Quando ouvi o nome da vencedora do prêmio Nobel de Literatura, gelei: nunca havia lido nada de Doris Lessing, escritora britânica de 87 anos. Isso caracterizava, diga-se de passagem, uma bela mancha no meu currículo.

(Eu estava torcendo para Philip Roth, mas isso não vem ao caso.)

Adorei, portanto, quando chegou a prova de ‘As Avós’, lançamento recente da Cia. das Letras com um texto de 2003 da autora. Doris (olha a intimidade) foi a 11ª mulher a ganhar o Nobel em 106 anos do prêmio. ‘As Avós’ é um romance curto, de 97 págs., mas encantador. Perturbador, para usar uma palavra mais correta.

(Apesar de o tema ser meio espinhoso, acho que ‘As Avós’ daria uma ótima minissérie de TV. Fica aqui a sugestão.)
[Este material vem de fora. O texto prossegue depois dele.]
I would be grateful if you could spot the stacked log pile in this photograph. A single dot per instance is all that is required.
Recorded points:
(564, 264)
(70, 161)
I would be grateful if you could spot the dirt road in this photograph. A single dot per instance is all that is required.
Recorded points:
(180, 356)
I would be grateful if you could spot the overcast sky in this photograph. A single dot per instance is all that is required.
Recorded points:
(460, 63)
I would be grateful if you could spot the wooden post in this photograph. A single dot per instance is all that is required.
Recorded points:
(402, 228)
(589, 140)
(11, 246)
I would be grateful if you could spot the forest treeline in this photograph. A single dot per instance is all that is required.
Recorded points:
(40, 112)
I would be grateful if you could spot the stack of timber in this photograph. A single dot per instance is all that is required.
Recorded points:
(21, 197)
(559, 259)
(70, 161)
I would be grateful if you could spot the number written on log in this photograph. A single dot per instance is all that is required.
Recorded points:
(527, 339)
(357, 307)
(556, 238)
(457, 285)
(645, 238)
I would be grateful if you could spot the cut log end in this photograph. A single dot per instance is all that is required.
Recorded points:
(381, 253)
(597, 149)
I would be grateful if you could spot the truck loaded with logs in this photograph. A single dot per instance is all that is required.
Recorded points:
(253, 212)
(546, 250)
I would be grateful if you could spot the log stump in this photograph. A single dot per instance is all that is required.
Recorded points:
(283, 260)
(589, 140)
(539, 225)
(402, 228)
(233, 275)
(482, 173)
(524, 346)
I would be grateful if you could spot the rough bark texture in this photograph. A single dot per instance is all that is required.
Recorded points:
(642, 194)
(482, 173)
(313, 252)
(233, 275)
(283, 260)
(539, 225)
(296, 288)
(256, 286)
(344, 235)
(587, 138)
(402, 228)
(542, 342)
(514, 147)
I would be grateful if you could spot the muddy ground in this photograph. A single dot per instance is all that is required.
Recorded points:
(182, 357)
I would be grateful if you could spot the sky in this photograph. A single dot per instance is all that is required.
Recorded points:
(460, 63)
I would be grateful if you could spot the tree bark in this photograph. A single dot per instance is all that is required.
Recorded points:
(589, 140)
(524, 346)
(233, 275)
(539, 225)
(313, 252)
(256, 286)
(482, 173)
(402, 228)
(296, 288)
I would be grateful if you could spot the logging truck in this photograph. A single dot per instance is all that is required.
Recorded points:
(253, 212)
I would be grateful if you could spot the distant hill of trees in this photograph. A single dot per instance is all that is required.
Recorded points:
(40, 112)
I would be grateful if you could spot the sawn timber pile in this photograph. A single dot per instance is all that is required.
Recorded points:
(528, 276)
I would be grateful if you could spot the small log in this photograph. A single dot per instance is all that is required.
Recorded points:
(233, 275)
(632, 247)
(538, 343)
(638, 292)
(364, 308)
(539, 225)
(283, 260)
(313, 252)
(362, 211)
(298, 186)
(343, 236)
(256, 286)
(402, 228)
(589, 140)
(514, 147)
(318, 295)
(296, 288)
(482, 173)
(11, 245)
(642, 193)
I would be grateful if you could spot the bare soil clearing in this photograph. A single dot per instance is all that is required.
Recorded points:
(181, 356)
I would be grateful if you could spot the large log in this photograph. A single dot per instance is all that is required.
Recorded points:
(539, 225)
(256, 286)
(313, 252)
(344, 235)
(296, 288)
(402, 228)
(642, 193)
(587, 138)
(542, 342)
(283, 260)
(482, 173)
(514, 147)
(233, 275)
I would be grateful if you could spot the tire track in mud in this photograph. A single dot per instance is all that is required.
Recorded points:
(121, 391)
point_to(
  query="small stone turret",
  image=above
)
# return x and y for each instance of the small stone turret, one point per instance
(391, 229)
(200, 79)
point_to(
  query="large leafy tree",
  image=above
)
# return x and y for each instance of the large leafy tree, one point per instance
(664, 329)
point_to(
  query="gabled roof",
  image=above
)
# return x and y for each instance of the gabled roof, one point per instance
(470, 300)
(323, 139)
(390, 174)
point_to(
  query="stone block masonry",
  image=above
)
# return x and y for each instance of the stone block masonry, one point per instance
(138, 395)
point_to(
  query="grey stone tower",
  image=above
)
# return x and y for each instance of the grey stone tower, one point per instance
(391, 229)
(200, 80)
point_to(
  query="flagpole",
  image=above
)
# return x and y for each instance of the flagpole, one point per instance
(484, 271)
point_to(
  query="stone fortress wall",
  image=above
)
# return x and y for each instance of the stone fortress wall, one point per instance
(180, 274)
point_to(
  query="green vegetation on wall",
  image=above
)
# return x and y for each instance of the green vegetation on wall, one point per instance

É uma pena que não posso contar a história aqui, porque justamente a trama é que transforma este livro aparentemente singelo numa porrada na cara. Só o início: Roz e Lil, duas amigas de infância na casa dos 60 anos, estão numa casa de praia com seus filhos, Tom e Ian, respectivamente, e as netas, Shirley e Alice. De repente, Mary, ex-mulher de Tom, chega e leva as crianças embora. “Vocês nunca mais vão ver suas netas”, grita. Por quê? Você vai ter que ler o livro. Mas eu garanto: prepare-se psicologicamente antes. Doris é uma vovózinha muito safada.